Tuesday, March 11, 2014

Subscapularis and shoulder arthroplasty

Analysis of subscapularis integrity and function after lesser tuberosity osteotomy versus subscapularis tenotomy in total shoulder arthroplasty using ultrasound and validated clinical outcome measures.

These authors proposed to compare subscapularis tenotomy and lesser tuberosity osteotomy —for takedown of the subscapularis during total shoulder arthroplasty.

The subscapularis peel was performed by one surgeon and the lesser tuberosity osteotomy by another.  The tenotomy was repaired using 3 sutures with one suture in the rotator interval.
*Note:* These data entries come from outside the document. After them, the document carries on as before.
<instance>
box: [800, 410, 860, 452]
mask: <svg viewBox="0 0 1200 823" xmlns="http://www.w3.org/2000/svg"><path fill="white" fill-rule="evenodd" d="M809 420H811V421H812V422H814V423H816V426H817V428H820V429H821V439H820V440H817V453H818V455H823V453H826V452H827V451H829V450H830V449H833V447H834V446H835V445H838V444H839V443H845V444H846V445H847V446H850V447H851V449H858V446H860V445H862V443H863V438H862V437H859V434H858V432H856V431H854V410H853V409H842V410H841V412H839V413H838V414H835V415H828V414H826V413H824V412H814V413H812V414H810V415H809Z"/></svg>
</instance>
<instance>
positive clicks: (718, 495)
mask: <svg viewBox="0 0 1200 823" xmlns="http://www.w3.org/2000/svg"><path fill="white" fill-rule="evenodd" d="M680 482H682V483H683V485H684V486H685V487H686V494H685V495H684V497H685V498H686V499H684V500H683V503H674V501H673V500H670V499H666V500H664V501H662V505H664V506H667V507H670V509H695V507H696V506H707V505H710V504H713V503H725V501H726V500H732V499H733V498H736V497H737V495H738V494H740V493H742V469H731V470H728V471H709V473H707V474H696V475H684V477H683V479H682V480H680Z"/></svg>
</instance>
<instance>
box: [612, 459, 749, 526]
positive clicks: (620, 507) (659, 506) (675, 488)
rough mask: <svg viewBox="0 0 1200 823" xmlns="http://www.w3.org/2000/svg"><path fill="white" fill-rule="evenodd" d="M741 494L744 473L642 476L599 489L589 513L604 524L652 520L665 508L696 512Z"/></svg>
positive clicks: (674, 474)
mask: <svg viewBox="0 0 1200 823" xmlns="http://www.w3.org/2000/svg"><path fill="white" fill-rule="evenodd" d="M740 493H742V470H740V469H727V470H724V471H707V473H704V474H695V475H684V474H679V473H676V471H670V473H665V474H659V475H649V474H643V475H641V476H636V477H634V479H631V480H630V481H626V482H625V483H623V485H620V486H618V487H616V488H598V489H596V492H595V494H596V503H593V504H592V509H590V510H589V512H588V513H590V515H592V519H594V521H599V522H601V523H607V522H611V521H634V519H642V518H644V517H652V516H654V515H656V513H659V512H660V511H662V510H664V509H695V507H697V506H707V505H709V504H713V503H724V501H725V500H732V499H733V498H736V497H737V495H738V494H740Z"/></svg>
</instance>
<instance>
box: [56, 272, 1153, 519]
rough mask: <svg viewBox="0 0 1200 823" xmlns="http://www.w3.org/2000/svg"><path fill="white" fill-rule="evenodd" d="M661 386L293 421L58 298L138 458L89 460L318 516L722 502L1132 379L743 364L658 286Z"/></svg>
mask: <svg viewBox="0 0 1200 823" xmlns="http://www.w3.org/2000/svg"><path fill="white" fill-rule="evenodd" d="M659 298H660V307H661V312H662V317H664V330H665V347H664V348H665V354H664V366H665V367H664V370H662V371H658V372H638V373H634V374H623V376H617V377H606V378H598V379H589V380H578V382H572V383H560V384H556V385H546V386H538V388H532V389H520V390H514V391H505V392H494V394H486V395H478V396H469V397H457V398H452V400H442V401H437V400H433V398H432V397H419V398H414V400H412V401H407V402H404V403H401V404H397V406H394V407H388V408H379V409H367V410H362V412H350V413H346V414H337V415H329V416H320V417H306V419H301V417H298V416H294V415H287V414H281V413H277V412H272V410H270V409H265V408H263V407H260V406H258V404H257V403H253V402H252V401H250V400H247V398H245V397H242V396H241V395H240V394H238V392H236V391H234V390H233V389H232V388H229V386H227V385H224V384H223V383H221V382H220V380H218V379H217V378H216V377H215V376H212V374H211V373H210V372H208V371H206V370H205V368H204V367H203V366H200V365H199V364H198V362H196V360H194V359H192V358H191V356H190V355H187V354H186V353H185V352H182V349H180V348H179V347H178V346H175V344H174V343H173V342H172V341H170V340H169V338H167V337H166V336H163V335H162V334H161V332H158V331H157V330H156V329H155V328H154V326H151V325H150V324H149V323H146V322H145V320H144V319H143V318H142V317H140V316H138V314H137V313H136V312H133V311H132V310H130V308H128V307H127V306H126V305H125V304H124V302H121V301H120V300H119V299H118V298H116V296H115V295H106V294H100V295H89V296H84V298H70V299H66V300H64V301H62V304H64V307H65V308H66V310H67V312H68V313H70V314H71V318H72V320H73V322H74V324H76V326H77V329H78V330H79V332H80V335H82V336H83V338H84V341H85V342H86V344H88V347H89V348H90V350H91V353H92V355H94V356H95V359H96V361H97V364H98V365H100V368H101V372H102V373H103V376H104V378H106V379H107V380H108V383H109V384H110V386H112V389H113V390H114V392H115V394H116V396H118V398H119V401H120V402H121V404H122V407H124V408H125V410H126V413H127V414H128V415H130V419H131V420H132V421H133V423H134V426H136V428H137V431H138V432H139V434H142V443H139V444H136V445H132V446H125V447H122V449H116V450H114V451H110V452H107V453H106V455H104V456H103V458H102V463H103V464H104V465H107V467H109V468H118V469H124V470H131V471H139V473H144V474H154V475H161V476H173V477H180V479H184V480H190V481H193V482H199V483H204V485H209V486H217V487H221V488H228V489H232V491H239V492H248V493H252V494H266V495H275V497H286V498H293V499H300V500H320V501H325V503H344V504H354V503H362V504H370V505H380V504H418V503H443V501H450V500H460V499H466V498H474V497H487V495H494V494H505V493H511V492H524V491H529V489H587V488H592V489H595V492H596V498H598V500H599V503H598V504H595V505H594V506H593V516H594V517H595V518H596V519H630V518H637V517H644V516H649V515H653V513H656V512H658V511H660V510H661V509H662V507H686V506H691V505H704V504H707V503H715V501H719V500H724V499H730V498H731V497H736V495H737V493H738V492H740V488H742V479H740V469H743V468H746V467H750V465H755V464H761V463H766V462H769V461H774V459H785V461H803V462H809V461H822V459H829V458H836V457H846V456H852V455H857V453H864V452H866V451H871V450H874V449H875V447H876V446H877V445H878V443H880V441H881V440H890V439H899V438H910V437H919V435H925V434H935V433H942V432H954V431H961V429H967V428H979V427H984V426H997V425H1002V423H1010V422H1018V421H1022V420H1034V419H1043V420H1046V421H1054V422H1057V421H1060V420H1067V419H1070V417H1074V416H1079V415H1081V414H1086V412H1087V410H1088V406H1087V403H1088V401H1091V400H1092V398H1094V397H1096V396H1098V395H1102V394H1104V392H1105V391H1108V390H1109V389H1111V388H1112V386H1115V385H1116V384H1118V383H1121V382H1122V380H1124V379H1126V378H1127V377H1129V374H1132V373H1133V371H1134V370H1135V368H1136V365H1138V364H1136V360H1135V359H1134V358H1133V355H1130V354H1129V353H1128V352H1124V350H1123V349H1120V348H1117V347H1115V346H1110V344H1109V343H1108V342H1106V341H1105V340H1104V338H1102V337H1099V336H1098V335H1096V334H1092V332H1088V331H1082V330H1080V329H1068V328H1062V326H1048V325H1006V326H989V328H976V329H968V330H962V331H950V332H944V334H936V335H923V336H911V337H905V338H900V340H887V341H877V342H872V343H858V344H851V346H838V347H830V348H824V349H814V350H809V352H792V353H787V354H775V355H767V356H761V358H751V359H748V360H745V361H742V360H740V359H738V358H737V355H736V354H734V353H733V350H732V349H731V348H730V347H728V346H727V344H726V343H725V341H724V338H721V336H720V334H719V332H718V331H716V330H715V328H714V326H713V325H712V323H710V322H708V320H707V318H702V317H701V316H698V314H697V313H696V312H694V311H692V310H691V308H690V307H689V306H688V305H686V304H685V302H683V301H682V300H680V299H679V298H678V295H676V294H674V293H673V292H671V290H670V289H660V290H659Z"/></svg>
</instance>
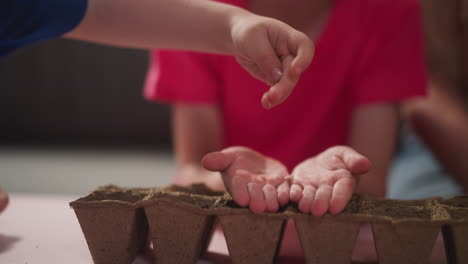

In that this was not a randomized study, there may have been more differences between the two groups and between the surgical technique than just the management of the subscapularis. 

They used physical examination parameters, outcome measures, and ultrasonography to determine whether the 2 techniques of subscapularis mobilization have different outcomes at a minimum of 1 year after surgery. 

One of 28 lesser tuberosity osteotomies was radiographically non-united. 
Four of 32 subscapularis tenotomies had abnormal ultrasounds (3 thinned and one ruptured). Abnormal subscapularis tendons identified by ultrasonography correlated with clinically inferior functional outcome scores. The authors concluded that they identified no clinically significant differences between the two techniques.

Comment: This study suggests again that the integrity of the subscapularis is important to the result of shoulder arthroplasty. 

Our management of the subscapularis is shown here. The tenotomy is repaired using six sutures carefully placed in the lateral margin of the tendon and capsule. After surgery it is critical to care for the subscapularis.